Comment by cogman10
5 hours ago
> the incentive to change them is incredibly low
There is no incentive to rewrite working software in COBOL to something else. You don't really change the people cost of maintaining that code all that much and you incur a huge rewrite cost.
AI is different, it's an ongoing cost to the company. If that cost raises aggressively, you can bet companies will race to eliminate it, no matter how integrated it is. Companies can and do do this all the time.
And the models are close, not the same, but close. That's what matters in LLM stuff in general. If a model is capable of doing the same work for less, it will be chosen. Especially since the switch over cost is often on the level of "point the tool at this URL instead of that URL".
I get what you are saying if this were a more sticky concrete tech that is harder to move away from. But that's simply not the case for these LLMs.
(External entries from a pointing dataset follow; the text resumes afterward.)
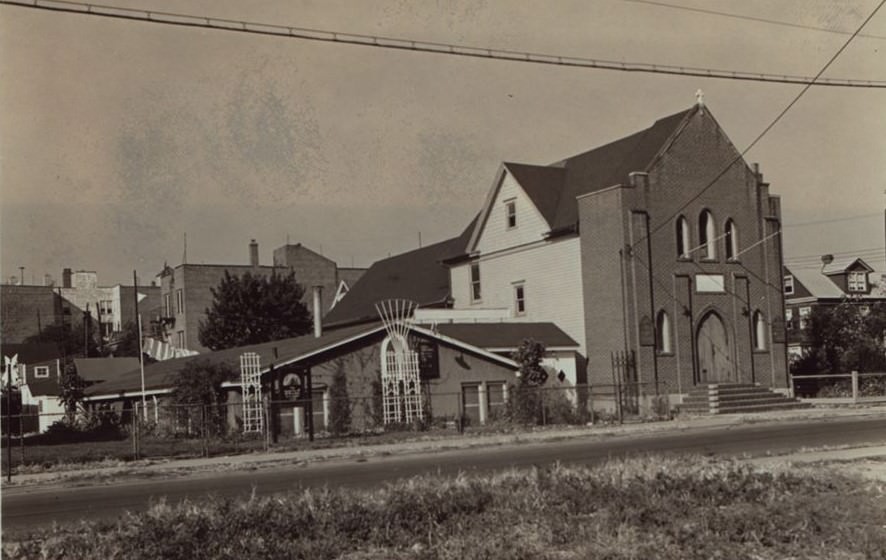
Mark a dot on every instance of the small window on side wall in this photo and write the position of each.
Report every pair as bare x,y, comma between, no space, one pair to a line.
511,213
475,282
519,299
707,235
759,331
731,237
663,333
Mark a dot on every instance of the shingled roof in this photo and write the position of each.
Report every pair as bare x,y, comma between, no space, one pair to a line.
417,275
497,336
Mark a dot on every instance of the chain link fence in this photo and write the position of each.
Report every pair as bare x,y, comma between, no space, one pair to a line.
840,388
33,441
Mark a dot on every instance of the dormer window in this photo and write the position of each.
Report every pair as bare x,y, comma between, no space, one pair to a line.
789,284
475,282
858,282
511,213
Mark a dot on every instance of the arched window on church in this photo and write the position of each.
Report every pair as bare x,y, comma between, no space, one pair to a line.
759,331
707,235
683,243
731,240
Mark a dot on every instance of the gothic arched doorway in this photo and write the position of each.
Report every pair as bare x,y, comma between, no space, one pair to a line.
714,355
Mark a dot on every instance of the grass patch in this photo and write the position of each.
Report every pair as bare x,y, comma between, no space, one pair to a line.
654,507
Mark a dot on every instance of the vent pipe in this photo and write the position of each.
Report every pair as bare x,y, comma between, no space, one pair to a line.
253,253
317,311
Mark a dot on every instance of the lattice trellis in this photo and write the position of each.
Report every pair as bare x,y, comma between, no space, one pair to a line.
250,382
401,384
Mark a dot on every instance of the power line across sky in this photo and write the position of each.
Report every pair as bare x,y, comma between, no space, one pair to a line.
448,49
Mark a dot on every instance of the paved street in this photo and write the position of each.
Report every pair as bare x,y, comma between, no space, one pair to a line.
27,508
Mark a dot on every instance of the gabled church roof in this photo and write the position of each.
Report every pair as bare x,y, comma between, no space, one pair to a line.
554,188
417,275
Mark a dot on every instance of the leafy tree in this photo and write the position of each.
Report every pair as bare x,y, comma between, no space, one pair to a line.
72,390
339,403
527,397
125,344
252,309
199,385
842,338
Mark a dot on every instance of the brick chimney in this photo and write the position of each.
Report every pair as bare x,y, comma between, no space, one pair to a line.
253,254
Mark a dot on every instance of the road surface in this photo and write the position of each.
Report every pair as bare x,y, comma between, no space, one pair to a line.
30,508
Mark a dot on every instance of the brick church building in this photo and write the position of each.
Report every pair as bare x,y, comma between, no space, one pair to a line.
661,249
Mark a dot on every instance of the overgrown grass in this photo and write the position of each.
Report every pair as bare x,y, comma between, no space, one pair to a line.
674,508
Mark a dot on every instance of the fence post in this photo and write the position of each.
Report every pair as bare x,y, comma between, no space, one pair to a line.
135,450
21,437
541,404
203,430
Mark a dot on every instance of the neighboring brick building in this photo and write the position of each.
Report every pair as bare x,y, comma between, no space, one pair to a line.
186,289
663,245
113,307
846,281
25,310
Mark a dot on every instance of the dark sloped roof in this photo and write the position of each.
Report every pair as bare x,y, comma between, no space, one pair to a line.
161,375
98,370
418,275
506,335
542,184
44,386
611,164
32,353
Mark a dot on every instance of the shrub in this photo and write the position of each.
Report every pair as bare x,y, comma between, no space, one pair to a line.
339,402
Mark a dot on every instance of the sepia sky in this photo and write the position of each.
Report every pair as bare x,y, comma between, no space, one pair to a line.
117,138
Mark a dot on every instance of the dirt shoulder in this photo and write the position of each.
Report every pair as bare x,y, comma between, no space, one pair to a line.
109,472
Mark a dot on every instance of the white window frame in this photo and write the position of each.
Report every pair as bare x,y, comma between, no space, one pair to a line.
788,284
476,287
519,299
731,240
857,282
759,331
663,332
804,313
511,213
684,238
707,235
180,301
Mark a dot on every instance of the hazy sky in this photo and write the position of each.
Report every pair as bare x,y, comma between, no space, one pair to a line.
119,137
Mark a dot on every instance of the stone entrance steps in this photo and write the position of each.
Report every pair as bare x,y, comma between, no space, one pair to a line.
726,398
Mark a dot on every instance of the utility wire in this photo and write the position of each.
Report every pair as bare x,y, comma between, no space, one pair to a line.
451,49
751,18
832,220
765,131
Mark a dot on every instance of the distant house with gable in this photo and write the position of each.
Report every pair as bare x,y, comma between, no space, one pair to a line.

A big selling point they have is that they are super flexible.
We might need to agree to disagree on this one.
I don't think the transition will be as simple as just flipping a URL. There is an entire legal and technical infrastructure being built around these models and their integration. I think you underestimate an organization's resistance to change once things actually work, as well as the sheer complexity of making that shift.
I also expect pressure will eventually drive the cost of running these models down. Power plants are being built, more capable chips are being produced, and a big chunk of the capital right now is being used to scale the physical infrastructure—the data centers and energy grid. Once that stabilizes, these companies will have positive cash flows. Again, it's highly similar to what we saw with the expansion of social networks, just with more aggressive and widespread adoption.
Ultimately, a handful of companies are going to provide these core capabilities, just like we have a handful of major cloud providers right now. Why do you think this would change? If anything, the trend toward deep vendor lock-in is even stronger now.